Dedikodu, iftira, yalan

10/02/2025 Pazartesi Köşe yazarı A.U

Revak Sultân “rahmetullahi aleyh” Manisa'da yaşayan bir velidir. Köylerin birinde bir fitne ve dedikodu başladı bu zat hakkında.

 

Sonra birini gönderip;

 

“Git söyle ona. İnsanları aldatmasın!” dediler.

 

Adam dergâha geldi.

 

Oturdu bir kenarda.

 

Revak Sultân sohbet ediyordu o sırada.

 

O kimseyi gördü.

 

Cemaate dönüp;

 

“Kardeşlerim! Bir Müslüman hakkında bilmeden ileri geri konuşmak hiç uygun değildir. Hele iftira, hiç yakışmaz!” buyurdu.

 

Sohbet sona erdi.

 

O kimseyi çağırdı.

 

Ona bir kutu verip;

 

“Bunu götür, köy halkının huzurunda aç!” dedi.

 

O kimse;

 

"Peki efendim" dedi.

 

Ve döndü köye.

 

Köylüler merakla onu bekliyorlardı. Bu, onları görünce;

 

“Arkadaşlar! O kişi hiç de zannettiğimiz gibi biri değil.
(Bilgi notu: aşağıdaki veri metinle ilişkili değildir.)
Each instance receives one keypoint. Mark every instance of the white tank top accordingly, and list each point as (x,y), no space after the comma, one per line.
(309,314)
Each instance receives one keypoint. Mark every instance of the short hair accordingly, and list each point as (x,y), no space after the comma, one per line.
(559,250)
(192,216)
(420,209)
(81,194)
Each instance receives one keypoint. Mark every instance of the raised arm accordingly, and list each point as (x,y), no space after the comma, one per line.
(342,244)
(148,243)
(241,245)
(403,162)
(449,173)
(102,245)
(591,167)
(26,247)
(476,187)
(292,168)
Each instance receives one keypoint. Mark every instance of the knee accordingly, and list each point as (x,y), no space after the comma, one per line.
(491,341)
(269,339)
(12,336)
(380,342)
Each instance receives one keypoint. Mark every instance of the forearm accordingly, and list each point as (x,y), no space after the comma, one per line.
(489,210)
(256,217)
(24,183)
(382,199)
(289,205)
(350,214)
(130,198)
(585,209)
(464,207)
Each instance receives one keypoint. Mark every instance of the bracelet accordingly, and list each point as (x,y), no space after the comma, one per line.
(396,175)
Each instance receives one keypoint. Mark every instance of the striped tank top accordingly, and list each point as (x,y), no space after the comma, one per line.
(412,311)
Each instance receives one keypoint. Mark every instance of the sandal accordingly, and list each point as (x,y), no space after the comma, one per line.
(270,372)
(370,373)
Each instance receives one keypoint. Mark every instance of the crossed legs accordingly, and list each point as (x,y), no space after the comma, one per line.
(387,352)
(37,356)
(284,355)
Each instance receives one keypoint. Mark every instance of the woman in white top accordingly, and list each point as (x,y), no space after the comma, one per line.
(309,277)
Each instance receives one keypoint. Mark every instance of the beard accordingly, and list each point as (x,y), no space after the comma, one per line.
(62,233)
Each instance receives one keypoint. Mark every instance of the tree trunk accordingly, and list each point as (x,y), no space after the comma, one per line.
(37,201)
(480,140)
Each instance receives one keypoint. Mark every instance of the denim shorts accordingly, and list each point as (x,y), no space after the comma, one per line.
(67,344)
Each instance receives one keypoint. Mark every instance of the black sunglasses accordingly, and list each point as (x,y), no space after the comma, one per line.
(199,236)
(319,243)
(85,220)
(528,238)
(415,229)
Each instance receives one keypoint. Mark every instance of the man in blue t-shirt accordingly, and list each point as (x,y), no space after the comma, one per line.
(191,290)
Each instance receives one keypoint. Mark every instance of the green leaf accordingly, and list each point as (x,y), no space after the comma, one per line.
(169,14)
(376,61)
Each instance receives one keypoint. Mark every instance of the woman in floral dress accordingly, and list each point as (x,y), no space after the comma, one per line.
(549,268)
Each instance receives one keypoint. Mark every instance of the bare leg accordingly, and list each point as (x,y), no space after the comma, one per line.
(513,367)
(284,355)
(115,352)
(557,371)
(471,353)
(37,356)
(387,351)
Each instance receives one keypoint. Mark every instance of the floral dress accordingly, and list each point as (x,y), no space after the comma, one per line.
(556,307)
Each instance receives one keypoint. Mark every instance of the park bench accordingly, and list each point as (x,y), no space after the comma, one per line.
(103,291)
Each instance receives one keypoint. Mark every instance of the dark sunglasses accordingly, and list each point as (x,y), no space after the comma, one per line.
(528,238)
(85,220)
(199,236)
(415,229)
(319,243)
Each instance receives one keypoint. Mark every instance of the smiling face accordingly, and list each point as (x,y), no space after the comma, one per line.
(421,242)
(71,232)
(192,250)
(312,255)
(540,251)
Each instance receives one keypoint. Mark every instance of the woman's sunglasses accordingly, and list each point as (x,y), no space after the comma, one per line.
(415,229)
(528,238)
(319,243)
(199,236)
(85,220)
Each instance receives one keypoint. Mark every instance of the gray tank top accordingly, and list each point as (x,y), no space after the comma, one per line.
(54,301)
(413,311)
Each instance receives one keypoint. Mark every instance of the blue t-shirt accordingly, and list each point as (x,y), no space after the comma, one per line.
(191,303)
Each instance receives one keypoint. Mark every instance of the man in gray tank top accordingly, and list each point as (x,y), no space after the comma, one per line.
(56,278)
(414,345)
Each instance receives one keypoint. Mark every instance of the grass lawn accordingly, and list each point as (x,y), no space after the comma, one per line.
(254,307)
Faziletli bir kişi olduğu yüzünden okunuyor. Şu kutuyu da size gönderdi” dedi.

 

Sonra açtı kutuyu.

 

Gördükleri manzara karşısında şaşırdılar.

 

Zira kutunun içinde bir miktar "pamuk" vardı. Üzerinde de yanar hâlde, kıpkırmızı bir "ateş koru" duruyor ama pamuğu yakmıyordu.

 

Hatalarını anladılar...

 

Ve hepsi özür dilediler bu “Allah dostundan”.